I’ve been glancing through Mary Roth Walsh (ed), Women, men and gender: ongoing debates (New Haven 1997) and came across discussions of differences between the sexes on mathematical ability. (This interests me because I studied maths before I became a historian, and was good enough to get a first-class degree in it). Looking at the data, the argument doesn’t seem to be about average abilities, where there is little, if any sex-related difference, but about the extremes. Specifically, some scientists are claiming that men’s intellectual performance (both on mathematics and other intellectual measures) is more variable than women’s, so that there are more extremely clever men and more extremely stupid men, while women’s abilities bunch more. (This has also been suggested by several other studies/commentators(see e.g.,,1556640,00.html). I’ve heard of this theory before, but for the first time I came across it being designated as the Greater Male Variability Hypothesis. I haven’t investigated the topic sufficiently (and I’m not sure I will), to know how much the evidence stands up for this view. (When I started Googling the term, one of the first things I found was a cross-cultural study that claimed that US findings on this weren’t common to all cultures)

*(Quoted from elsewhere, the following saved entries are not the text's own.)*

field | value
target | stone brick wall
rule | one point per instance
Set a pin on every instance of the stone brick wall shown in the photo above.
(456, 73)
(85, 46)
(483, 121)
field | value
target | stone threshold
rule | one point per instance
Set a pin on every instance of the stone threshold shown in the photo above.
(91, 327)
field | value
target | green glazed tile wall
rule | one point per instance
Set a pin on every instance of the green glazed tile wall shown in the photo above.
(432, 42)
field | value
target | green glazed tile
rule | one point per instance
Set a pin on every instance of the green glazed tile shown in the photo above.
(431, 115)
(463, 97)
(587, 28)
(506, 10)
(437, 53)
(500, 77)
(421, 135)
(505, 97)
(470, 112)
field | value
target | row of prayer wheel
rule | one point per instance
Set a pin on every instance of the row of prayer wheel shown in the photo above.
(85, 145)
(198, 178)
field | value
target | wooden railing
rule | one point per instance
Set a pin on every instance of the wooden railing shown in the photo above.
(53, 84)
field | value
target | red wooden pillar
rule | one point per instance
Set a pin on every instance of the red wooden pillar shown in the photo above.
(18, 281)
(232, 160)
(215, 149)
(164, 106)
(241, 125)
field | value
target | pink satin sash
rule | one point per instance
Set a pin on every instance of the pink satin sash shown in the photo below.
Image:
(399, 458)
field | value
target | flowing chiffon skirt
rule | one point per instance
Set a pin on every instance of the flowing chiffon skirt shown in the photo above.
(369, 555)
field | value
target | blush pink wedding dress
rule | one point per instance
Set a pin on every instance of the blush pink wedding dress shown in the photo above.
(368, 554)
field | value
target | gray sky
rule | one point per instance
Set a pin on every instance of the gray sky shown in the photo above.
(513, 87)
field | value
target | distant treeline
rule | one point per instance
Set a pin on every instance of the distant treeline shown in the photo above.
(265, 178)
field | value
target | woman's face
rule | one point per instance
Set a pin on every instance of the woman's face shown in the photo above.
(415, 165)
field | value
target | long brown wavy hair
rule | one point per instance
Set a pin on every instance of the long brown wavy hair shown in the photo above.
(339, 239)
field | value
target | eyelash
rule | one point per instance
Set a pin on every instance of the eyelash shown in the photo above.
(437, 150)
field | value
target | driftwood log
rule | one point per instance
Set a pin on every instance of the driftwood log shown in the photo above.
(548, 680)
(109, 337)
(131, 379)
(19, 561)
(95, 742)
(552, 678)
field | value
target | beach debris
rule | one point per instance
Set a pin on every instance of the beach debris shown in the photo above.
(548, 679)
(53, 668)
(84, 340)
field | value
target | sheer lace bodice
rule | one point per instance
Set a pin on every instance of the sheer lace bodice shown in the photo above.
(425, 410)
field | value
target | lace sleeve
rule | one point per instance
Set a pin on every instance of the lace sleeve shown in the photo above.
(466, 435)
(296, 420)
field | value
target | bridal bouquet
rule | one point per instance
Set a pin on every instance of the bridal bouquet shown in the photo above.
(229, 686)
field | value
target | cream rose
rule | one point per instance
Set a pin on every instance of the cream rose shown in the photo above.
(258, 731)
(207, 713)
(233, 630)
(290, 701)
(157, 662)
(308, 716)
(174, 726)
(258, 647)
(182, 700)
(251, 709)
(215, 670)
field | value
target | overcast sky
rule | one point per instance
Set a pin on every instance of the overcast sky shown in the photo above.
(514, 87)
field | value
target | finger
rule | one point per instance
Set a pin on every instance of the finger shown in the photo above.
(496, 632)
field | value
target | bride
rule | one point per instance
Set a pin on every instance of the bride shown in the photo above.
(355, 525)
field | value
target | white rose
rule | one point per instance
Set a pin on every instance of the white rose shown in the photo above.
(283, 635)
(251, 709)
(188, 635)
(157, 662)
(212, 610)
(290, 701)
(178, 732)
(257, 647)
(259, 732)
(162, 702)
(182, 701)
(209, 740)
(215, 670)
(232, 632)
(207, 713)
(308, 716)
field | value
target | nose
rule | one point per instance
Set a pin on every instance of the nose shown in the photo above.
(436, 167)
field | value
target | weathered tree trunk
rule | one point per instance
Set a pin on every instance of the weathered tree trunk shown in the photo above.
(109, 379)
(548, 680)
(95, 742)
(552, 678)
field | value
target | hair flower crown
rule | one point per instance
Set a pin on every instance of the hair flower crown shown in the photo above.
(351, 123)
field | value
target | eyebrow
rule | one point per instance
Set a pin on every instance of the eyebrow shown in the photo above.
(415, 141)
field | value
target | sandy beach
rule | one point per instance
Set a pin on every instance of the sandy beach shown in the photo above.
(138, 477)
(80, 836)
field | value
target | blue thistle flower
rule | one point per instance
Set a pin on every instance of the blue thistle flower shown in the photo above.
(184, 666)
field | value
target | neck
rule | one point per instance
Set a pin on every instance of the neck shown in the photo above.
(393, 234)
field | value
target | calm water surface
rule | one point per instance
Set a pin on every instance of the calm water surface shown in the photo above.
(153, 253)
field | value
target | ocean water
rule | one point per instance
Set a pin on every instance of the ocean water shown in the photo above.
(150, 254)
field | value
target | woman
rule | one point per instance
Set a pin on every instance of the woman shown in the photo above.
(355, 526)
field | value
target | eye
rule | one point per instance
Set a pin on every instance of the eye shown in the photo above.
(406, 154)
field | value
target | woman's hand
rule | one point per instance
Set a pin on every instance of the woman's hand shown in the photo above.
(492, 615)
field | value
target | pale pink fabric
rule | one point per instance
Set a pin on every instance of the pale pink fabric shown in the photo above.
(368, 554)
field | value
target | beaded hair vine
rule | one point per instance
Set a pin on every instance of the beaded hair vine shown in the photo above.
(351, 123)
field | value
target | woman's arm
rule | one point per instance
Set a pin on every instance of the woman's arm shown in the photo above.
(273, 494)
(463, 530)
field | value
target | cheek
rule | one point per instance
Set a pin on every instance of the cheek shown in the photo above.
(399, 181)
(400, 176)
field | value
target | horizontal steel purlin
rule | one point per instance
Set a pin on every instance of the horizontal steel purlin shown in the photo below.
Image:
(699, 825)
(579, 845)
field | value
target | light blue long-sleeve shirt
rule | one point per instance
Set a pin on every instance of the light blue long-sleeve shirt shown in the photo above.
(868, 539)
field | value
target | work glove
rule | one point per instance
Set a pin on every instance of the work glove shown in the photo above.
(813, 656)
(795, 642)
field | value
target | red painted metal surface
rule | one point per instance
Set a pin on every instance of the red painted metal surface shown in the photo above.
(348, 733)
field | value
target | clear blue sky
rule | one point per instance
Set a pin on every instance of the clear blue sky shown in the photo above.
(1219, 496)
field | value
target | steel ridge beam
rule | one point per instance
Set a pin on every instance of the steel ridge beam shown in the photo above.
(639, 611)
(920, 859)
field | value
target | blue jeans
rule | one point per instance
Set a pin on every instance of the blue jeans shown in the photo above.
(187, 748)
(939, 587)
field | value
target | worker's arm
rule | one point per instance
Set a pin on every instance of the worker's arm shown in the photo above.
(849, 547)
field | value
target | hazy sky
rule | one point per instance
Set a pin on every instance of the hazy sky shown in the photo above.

I do have two immediate thoughts from a gender studies perspective, however. One is that if there was a Greater Female Variability Hypothesis, it’d surely have got extended onto claims about women’s emotional variability, inconstancy etc. The other is why claims about variability only emerge during discussions about why there are so few women scientists (e.g. Lawrence Summers speaking at Harvard). Why do the scientists not speak out whenever there is one of the frequent panics about boys’ academic achievement? Or are they not prepared to acknowledge the alternative side of their hypothesis: that is ‘natural’ that boys will disproportionately be at the bottom end of the academic scale, and (as a presumable corollary), we shouldn’t do anything to alter this inevitable state of affairs.